Believe it or not, there was a time when pencils comprised the bulk of back to school shopping. Now, of course, the focus has shifted to electronic devices.
But only if it was that simple. As a parent or student today, there are so many choices. The primary one is over which form factor to get. Is a laptop still the go-to workhorse, or will one of the growing number of sophisticated tablets do?
"I do think that students need a full-fledged laptop or a full-fledged computer," says K.T. Bradford of digitaltrends.com. Tablets are great, and Windows 8 tablets are even better, say, than the iPad or something with Android on it because they do give you a full-fledged operating system. But the thing is, if you buy a Windows 8 tablet and you buy a keyboard to go with it and you buy a mouse, and suddenly, you've already spent what you need to spend on a laptop."

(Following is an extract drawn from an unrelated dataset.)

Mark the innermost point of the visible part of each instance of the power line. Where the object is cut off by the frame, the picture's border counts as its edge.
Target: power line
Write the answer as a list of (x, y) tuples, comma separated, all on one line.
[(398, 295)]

For younger students, tablets, especially one you may already own, will do just fine. But some industry watchers say that the feel of those tablet keyboards just isn't quite there yet for big-time high school or college projects.
"They're good keyboard accessories, but they're not as good as the tried-and-true keyboard experience, touchpad experience that you're going to get from a laptop," says Sherri Smith of Laptop Magazine.
If you're really stuck, there are also those relatively new so-called "convertibles" that easily change from a laptop into a tablet.
If you're a parent, at this point, you could be excused for experiencing some severe sticker shock. But on the bright side, all this technology might not cost quite as much as you think it will.
For starters, most manufacturers do offer student discounts, so hunt those down. And Microsoft is helping you enlist help from friends and relatives.
"If you want to, you can crowdsource your PC," says Kristina Libby of Microsoft. "So we've set up this website, it's called windowschipin.com. Students go in, they sign in, they select a PC, sign in to your Facebook account, and then you send it out to your friends and family to ask them to chip in as well."
To make sure no one cheats the system, all those student discount programs will require some sort of proof that the person buying it is, in fact, currently enrolled in school.